Observability is the practice of maintaining the ability to understand system behavior, including the behavior of the people and agents who build the system. It is not dashboards. It is not metrics. It is not a tool. It is the organizational habit of staying curious, asking good questions, and building the infrastructure to answer them.

For teams using coding agents, this means bringing agent output into the same visibility stream as human work. Tools like Dailybot unify human check-ins and agent reports into a single timeline, giving leaders the observability they need across both types of contributors. Not as surveillance, but as the shared awareness that lets a team coordinate effectively.

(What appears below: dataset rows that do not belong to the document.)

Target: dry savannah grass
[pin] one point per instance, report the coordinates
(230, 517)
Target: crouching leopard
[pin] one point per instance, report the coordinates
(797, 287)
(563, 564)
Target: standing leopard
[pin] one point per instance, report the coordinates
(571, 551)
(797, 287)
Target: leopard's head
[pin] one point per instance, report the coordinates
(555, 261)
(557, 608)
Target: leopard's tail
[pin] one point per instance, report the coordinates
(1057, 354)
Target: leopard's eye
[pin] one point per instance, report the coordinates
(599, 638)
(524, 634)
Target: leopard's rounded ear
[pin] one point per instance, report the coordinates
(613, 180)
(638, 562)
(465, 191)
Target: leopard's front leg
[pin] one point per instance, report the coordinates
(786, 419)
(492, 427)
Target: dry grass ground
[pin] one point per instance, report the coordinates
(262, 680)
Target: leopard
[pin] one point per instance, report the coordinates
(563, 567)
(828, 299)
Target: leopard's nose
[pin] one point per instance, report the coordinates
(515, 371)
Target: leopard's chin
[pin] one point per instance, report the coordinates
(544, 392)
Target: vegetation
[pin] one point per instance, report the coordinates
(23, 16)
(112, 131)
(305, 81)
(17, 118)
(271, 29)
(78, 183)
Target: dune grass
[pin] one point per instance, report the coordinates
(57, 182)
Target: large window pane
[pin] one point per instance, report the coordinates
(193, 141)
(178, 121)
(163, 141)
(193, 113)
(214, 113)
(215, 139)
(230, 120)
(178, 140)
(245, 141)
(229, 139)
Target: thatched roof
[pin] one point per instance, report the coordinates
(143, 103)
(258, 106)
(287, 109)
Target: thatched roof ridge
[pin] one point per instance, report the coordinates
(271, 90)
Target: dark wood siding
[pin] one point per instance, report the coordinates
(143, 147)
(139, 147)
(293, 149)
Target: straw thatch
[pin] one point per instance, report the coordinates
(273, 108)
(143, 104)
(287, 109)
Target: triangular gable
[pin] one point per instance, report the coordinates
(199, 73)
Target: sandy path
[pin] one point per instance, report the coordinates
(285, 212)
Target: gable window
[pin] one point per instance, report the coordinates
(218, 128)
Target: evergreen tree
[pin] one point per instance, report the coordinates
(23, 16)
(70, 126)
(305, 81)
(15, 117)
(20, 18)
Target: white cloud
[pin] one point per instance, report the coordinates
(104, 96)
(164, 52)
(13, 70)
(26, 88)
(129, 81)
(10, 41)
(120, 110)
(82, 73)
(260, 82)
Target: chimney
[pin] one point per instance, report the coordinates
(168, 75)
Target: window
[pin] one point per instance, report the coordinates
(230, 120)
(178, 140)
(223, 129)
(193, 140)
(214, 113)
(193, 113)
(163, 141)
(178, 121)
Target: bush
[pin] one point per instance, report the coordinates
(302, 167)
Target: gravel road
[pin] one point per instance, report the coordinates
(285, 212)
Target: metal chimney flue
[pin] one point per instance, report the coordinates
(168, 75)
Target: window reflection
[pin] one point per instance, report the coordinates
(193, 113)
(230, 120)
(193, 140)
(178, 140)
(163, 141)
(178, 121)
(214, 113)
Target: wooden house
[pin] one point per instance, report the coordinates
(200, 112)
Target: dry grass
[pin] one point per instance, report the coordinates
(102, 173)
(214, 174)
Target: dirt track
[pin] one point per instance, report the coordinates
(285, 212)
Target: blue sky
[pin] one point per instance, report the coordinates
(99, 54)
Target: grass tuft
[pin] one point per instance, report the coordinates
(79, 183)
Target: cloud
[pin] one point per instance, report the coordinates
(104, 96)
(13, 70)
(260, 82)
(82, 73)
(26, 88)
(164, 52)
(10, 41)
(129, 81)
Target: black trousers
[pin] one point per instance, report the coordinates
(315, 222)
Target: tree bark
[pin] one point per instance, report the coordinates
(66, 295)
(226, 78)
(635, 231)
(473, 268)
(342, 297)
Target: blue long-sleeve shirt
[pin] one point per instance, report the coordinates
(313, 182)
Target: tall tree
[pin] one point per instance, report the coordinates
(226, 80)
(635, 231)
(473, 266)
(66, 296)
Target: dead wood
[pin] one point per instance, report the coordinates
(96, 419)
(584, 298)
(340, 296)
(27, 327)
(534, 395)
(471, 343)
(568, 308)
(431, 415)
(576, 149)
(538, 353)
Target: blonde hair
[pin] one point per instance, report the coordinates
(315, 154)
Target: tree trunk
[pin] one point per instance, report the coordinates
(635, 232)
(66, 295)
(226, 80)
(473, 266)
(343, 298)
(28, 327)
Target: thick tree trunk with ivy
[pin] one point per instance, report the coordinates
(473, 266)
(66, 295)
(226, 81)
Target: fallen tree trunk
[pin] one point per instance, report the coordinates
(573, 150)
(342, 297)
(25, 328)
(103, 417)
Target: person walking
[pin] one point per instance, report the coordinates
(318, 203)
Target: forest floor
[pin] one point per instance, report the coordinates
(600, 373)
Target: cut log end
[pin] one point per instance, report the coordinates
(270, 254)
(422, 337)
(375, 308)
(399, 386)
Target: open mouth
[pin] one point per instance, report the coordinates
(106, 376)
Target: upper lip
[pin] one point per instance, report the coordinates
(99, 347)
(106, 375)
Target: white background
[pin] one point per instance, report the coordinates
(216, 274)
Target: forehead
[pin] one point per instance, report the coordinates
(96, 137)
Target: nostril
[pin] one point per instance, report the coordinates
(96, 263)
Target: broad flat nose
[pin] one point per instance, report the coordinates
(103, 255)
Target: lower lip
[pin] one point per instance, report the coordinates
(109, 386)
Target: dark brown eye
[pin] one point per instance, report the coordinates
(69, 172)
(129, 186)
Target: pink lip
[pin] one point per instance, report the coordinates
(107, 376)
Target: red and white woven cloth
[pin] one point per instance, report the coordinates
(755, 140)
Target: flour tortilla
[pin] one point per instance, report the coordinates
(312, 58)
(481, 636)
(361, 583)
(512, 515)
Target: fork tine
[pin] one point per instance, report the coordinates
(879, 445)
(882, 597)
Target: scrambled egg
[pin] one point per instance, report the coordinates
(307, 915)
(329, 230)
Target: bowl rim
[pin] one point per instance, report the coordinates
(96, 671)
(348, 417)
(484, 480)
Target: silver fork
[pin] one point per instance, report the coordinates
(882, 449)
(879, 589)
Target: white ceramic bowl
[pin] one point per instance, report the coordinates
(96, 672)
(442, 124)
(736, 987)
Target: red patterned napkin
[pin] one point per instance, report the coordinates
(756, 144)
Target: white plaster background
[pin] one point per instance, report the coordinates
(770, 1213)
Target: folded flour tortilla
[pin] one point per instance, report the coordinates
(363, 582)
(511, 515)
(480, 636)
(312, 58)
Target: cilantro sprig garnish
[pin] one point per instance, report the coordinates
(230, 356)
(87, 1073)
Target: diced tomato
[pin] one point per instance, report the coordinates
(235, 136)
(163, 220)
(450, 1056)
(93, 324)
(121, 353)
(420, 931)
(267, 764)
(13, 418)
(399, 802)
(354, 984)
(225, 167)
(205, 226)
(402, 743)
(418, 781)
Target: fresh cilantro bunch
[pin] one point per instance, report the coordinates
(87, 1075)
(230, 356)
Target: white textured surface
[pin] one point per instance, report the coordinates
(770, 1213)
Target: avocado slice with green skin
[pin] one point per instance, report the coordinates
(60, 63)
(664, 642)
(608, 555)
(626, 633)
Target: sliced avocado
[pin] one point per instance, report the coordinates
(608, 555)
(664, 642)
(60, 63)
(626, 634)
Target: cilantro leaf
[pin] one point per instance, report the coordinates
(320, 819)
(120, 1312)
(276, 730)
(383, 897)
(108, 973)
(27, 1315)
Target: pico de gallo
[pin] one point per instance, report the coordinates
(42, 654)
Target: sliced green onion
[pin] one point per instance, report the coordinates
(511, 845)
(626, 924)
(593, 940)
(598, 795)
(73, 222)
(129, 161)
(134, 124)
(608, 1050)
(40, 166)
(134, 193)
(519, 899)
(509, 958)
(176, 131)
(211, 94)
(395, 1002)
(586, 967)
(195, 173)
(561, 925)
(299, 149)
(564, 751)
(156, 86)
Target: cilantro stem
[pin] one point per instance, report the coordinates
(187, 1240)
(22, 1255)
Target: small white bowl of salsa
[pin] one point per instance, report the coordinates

Get observability right, and you can manage complexity that would be ungovernable otherwise. Get it wrong, and you will have more data than ever with less understanding than you need.

FAQ

What is the most common observability mistake engineering leaders make?
The most common mistake is confusing monitoring with observability. Monitoring answers predefined questions ('Is the server up?'). Observability lets you ask new questions about system behavior you did not anticipate. If you can only check known failure modes, you have monitoring, not observability.
Why are metrics like lines of code and commit counts considered vanity metrics?
These metrics measure activity, not outcomes. A developer who deletes 500 lines of dead code and a developer who adds 500 lines of bloated code look identical by this measure. Vanity metrics create the illusion of insight without actually revealing whether the team is producing valuable work.
How should engineering leaders think about observability differently?
Observability is a practice, not a product. It requires investing in the ability to ask new questions about system and team behavior as conditions change. The goal is understanding, not data collection. Leaders should focus on what questions they need to answer, not what metrics they can collect.